Last month, I kicked off a new feature highlighting some of the news and discussions happening in the young adult literature world. I put out a call asking for a possible title for this series, and Librarian Pirate over on Tumblr suggested “What YA Talking About?” It’s perfect.
So what YA talking about in September? Here’s a rundown of September in the YA world.
It’s self-serving, but I’m going to begin with things as they related to my work this month. Feel free to skip on down if you want. In honor of Hispanic Heritage Month, here’s a YA reading list I shared again this year. Earlier this year, YA Interrobang offered up a list of YA titles with Hispanic lead characters, too.
Banned Books Week launched on September 27 and runs through the week. This year, as you’ll likely remember, I put together a book drive to get copies of the challenged book Some Girls Are down to Charleston for anyone who would want a copy. This got some great coverage in Charleston, including an excellent piece in the Post & Courier, as well as a piece on their local news station. Watch the video, as it features a teen and a parent talking about why reading tough books matters. Teenagers are awesome.

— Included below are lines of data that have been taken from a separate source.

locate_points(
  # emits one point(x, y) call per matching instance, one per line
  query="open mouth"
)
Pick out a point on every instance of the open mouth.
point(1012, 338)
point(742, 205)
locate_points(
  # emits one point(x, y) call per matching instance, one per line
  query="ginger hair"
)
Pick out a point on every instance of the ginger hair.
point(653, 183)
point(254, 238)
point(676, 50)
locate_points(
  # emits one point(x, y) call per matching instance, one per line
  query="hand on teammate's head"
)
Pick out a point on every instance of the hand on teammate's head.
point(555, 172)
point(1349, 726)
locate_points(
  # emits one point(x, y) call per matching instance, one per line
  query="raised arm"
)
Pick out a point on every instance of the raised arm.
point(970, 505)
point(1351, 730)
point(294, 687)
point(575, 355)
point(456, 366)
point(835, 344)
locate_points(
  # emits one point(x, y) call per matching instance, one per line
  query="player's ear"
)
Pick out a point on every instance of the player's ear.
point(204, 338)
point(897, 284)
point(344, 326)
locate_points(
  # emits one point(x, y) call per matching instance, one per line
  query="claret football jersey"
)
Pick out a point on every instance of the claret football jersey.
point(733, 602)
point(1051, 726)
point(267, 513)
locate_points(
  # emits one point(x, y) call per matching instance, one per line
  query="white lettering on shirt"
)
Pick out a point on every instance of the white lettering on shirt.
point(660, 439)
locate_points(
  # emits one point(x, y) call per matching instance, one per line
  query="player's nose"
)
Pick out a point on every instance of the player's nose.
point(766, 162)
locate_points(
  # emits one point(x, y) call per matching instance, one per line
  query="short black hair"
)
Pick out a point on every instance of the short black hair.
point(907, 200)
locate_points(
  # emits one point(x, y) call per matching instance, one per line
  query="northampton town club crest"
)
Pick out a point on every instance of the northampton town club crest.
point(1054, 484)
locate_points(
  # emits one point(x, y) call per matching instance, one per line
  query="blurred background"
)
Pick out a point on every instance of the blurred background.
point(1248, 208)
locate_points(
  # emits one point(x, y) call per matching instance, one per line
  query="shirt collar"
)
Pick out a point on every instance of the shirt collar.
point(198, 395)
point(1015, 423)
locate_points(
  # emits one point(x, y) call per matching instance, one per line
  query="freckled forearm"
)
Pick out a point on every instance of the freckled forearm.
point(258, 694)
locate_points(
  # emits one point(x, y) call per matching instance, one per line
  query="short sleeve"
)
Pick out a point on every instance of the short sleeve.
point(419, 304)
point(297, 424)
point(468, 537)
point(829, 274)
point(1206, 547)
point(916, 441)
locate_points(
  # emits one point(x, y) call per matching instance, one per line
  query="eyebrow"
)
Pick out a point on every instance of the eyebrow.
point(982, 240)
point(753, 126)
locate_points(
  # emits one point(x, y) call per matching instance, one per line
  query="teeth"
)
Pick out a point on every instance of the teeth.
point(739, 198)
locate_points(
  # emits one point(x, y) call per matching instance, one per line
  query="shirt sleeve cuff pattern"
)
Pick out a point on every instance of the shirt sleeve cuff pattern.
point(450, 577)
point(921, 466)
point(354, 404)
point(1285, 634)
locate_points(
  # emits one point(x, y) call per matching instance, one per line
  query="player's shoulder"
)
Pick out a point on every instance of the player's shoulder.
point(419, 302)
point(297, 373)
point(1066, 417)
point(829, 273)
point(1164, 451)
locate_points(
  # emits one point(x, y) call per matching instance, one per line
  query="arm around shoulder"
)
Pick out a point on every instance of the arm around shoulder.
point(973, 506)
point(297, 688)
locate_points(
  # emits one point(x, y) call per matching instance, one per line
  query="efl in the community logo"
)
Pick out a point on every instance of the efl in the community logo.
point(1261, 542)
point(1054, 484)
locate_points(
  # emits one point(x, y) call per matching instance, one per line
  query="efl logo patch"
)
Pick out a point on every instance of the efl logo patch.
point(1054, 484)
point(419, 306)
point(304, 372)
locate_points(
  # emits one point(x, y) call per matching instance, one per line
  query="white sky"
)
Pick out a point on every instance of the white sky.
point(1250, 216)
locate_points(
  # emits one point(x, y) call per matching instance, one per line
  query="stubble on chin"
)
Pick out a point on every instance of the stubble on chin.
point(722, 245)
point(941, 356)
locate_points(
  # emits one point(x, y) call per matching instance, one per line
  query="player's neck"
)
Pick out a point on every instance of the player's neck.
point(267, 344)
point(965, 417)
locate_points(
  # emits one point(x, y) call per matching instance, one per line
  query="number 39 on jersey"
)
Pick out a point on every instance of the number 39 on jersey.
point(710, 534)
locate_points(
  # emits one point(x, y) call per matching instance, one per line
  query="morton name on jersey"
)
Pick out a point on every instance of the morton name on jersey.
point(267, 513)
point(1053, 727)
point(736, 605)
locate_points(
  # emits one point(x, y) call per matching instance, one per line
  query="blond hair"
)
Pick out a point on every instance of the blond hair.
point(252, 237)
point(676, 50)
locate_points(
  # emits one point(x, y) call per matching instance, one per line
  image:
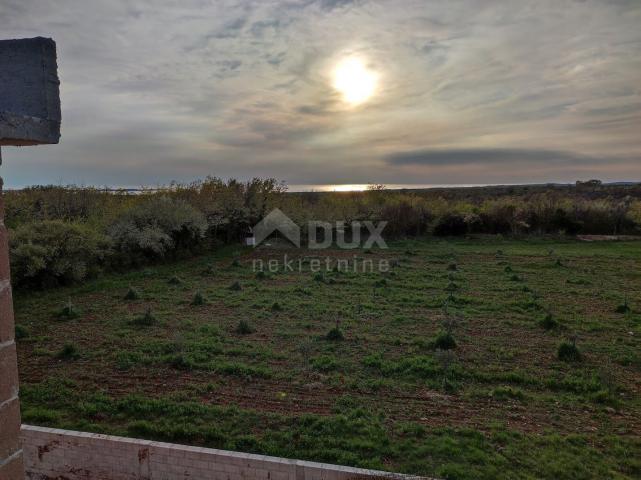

Perhaps the most discussed news this month came out of the Nielsen Summit. Children’s book sales, including those for YA books, are up. That wasn’t what raised concern or discussion. What did was a discussion about whether the label “YA” necessarily describes what it is these books are or the market they’re hitting. If 80% of the YA books sold are being sold to adults, it was suggested perhaps the label should not be “YA” but rather, “YAH” — Young At Heart.
There’s so much to unpack here. First and foremost, the 80% sales figure is disingenuous. “Sold to adults” could mean anything: books sold to adults who are buying them for their teens, books sold to adults who are sharing them with their teens, and, perhaps the piece so frustratingly under-discussed, YA books sold to teenagers who have to use their parents credit cards to buy them online. Are adults buying and consuming YA books for themselves? Absolutely. But I would hazard a guess the number might be more close to 50 or 60% of sales by adults are for those adults. It’s certainly not 80%.
Second, removing the label “YA” and calling it “YAH” does the very thing that has been slowly happening for a while now: erasing the needs and interests of teens from the very category of books that feature their stories. We regularly disregard the needs and interests of teenagers, especially in conversations about YA lit, so to even bring up the idea that the category could better be named something else is further separating teens from their stories.
This is a problem that’s been discussed at length in other places, but in short, by removing the fact YA is full of teen stories, we forget that the actions of characters in those stories are reflective of teen developments, interests, desires, and behaviors. And that penetrates into criticism of YA books, which further maligns it and allows adults too much sway into the ways that teens “should” and “should not” be portrayed culturally.
Adults can and should read YA. Adults cannot and should not have the right to determine how teenagers behave or are depicted. Teens are complicated, complex, messy, and awesome because of those things.
The National Book Awards named their long list of titles in Young People’s Literature. It’s a nicely diverse list, though it’s worth noting there’s a dearth of female-leaning YA stories present. Not surprising and not detracting from those titles being honored or the work of the committee who developed this list, but it’s noteworthy in regards of being a thing we see happen over and over again with prestigious book honors.
But on the bright side, here’s a great, thought-provoking look at one teacher’s experience teaching Speak by Laurie Halse Anderson to his students at an all-boys school. An educator making a difference.
Patrick Ness, along with a swarm of other young adult authors, helped raise over $1 million dollars to help with the Syrian refugee crisis. One of the reasons the YA world continues to be outstanding is because they rise to the challenge — and this was an awesome outpouring of support for an important cause.
We’re a month into the changes with the New York Times Bestsellers list for YA books, and it’s been a refreshing change — more positive than I anticipated it would be. The list, which had been male-dominated, has now moved to being female-dominated and more representative of what the category looks like realistically. Likewise, the ebook list has also been changing up, allowing more mid-list YA authors to hit the list. I’m going to be keeping my eye on the ebook list and how publishers strategize this: I bet we’ll see more sales on YA titles for $1 and see those books end up on the list in the following weeks.
Twilight by Stephenie turns the big 1-0 this year. Author and editor Daniel Kraus wrote one of the best retrospective looks at her book, talking about both the highlights and the low lights. This piece might be one of the most even-handed looks at this game changing YA title. And speaking of Twilight, we’ll be getting a special 10th anniversary edition with bonus content.
Finally, a (big!) look at the book announcements and film adaptation news of note from September:
- Maggie Stiefvater’s The Scorpio Races has a director.
- The Sky is Everywhere by Jandy Nelson was optioned.
- Little Brother by Cory Doctorow was optioned.
- Two young white female actresses have been cast in the on-screen adaptations of The Forest of Hands and Teeth and Before I Fall. Stay safe, Hollywood.
- We knew that Veronica Roth’s Allegiant would be split into two films. Now we know what they’ll each be called.